Faktor Internal Dan Eksternal Hasil Belajar Siswa Smp Pdf

Mahajana
adalah keropok makhluk hidup yang terjalin dempang karena sistem tertentu, tali peranti tertentu, konvensi, dan syariat tertentu yang sama, serta condong puas kehidupan kolektif.[1]
Sistem dalam masyarakat saling berhubungan antara satu manusia dengan hamba allah lainnya yang membentuk suatu kesatuan.[2]
Masyarakat terbagi menjadi dua golongan terdepan, yakni penguasa atau pengeksploitasi dan yang dikuasai atau nan dieksploitasi.[3]
Khuluk masyarakat terbentuk melalui pemberkasan individu-anak adam dan propaganda-reaksi budaya mereka.[4]

Pengertian

[sunting
|
sunting mata air]

Masyarakat yaitu sekawanan orang yang terjalin damping karena sistem tertentu, tradisi tertentu, konvensi dan hukum tertentu nan proporsional, serta berkiblat plong kehidupan kolektif. Masyarakat adalah sekumpulan turunan yang karena tuntutan kebutuhan dan dominasi keimanan, ingatan, serta ambisi tertentu dipersatukan dalam kehidupan kolektif. Sistem dan hukum yang terdapat privat suatu masyarakat mencerminkan perilaku-perilaku orang karena anak adam-indivu tersebut terikat dengan hukum dan sistem tersebut.[1]

Menurut antropolog Elman Service, buat memudahkan mempelajari kebinekaan umum, awam dapat dibagi menjadi empat kategori berdasarkan peningkatan dimensi populasi, sentralisasi kebijakan, serta pelapisan sosial, yaitu: kawanan, suku, kedatuan, dan negara. Jenis masyarakat minimal atau kawanan lazimnya hanya terdiri atas bilang keramaian, banyak diantaranya merupakan kompilasi dari satu ataupun beberapa keluarga besar.[5]

Kriteria

[sunting
|
sunting sumur]

Mahajana merupakan sebuah sistem nan saling berbimbing antara satu bani adam dengan manusia lainnya yang membentuk suatu kesatuan. Insan bak mahluk sosial membutuhkan manusia lainnya bagi menyempurnakan kebutuhannya. Mereka tidak dapat hidup sendiri kerumahtanggaan sebuah masyarakat. Patokan interaksi antarmanusia dijabarkan perumpamaan berikut:

  1. Harus ada pelaku yang jumlahnya lebih terbit suatu.
  2. Cak semau komunikasi antarpelaku dengan menggunakan bunyi bahasa-simbol.
  3. Ada dimensi musim (lampau, waktu ini, mendatang) nan menentukan sifat manuver yang madya berlantas.
  4. Ada tujuan-pamrih tertentu, sungkap dari selaras atau tidaknya tujuan tersebut dengan yang diperkirakan pengamat.[2]

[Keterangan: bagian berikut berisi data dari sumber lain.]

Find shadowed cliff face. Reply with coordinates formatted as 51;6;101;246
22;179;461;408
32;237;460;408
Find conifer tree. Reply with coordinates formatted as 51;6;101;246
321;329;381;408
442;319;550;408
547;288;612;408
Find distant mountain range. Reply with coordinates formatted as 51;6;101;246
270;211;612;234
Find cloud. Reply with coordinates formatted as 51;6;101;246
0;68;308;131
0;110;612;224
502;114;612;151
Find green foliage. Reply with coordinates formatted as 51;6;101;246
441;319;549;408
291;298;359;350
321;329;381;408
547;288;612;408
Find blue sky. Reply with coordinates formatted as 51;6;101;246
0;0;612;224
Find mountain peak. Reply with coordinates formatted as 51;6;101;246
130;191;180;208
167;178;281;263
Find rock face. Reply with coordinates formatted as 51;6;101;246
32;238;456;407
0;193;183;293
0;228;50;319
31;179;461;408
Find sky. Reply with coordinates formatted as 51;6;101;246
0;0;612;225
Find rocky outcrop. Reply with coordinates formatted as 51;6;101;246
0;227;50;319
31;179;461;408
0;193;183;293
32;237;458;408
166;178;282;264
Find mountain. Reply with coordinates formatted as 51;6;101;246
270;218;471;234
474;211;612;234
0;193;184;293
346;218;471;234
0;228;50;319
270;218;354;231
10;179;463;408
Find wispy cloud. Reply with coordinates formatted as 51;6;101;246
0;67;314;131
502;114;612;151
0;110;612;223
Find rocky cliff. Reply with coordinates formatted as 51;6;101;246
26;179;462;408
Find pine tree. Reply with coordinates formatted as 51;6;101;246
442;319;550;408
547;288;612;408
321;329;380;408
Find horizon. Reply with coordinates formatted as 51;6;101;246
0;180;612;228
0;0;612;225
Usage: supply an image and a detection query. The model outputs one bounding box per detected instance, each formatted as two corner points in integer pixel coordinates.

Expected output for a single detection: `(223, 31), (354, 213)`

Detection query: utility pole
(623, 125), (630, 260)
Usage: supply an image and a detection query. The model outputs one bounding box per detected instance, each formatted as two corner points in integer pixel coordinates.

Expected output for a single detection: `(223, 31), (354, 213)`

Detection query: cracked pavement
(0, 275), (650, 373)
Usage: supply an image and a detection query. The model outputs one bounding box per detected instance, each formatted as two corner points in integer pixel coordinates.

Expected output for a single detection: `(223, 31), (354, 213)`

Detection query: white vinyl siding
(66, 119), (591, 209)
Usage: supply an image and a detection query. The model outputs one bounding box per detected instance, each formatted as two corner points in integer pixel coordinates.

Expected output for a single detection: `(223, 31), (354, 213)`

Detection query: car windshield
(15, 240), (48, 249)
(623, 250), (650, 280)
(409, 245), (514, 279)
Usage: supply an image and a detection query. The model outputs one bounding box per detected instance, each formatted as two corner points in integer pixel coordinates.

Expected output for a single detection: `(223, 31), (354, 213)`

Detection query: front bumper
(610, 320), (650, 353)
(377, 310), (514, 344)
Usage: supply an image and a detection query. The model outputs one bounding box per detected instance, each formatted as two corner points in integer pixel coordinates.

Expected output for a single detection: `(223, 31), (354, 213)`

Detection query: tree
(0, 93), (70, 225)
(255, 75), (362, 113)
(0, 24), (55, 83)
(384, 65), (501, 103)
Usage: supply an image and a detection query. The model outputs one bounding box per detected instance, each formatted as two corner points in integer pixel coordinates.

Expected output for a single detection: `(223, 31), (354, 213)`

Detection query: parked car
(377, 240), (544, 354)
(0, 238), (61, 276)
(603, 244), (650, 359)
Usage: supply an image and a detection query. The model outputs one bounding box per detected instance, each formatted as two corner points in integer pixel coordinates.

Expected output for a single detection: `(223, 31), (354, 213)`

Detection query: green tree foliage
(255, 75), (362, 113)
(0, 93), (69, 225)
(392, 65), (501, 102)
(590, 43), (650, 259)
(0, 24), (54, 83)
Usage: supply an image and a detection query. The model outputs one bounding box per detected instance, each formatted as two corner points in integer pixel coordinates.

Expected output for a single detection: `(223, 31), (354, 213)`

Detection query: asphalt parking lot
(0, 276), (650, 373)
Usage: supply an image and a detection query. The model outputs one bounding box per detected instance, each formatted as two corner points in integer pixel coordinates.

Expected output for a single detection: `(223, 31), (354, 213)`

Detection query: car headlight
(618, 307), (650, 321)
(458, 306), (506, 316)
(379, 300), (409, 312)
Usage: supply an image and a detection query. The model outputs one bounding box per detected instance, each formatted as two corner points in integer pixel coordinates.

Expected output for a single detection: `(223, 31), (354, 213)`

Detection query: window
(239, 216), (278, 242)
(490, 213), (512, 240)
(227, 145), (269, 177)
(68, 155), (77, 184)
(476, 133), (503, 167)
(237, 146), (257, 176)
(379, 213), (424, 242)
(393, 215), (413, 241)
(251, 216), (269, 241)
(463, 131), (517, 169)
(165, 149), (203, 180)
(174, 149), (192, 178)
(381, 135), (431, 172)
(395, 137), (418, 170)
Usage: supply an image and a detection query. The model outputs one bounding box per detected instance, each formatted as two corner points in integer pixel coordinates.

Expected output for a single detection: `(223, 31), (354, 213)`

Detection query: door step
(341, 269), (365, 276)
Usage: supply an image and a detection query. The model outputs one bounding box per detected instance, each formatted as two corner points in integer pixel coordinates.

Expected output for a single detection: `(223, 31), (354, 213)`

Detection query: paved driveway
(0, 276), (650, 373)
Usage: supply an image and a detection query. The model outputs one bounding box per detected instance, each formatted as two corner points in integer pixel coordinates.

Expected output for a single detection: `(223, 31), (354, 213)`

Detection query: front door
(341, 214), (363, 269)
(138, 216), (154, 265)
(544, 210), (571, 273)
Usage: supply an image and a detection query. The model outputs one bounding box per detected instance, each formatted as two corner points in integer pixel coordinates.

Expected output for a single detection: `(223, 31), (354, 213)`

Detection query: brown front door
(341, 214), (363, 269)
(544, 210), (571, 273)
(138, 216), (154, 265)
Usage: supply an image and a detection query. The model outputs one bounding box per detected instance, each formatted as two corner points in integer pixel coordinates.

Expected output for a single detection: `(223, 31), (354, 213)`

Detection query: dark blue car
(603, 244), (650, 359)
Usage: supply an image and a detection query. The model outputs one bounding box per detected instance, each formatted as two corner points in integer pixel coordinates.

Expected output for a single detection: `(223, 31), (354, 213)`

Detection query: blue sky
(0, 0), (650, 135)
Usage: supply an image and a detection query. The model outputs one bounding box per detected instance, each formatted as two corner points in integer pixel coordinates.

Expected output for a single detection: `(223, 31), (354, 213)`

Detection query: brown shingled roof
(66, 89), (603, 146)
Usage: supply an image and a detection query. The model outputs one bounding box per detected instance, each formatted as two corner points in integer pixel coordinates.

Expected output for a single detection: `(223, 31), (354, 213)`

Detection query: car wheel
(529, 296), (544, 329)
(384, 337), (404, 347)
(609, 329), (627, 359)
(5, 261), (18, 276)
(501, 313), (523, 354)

Masyarakat terjelma enggak karena keberadaannya di suatu saat dalam pertualangan waktu, saja mereka ada dalam perian, mereka adalah jelmaan waktu. Umum pelalah ada berpangkal periode lalu ke tahun mendatang. Kehadirannya apalagi melalui fase antara apa yang sudah lalu terjadi dan apa nan akan terjadi. Internal masyarakat masa ini terkandung dominasi, bekas, dan jiplakan perian disertai dengan sari dan potensi untuk futur.[6]

Fungsi

[sunting
|
sunting mata air]

Hakikat mahajana sesuai dengan skenario penciptaan turunan sebagai khalifah di muka bumi, yaitu tegaknya keadilan Ilahi yang berlaku kerjakan pan-ji-panji dan manusia.[7]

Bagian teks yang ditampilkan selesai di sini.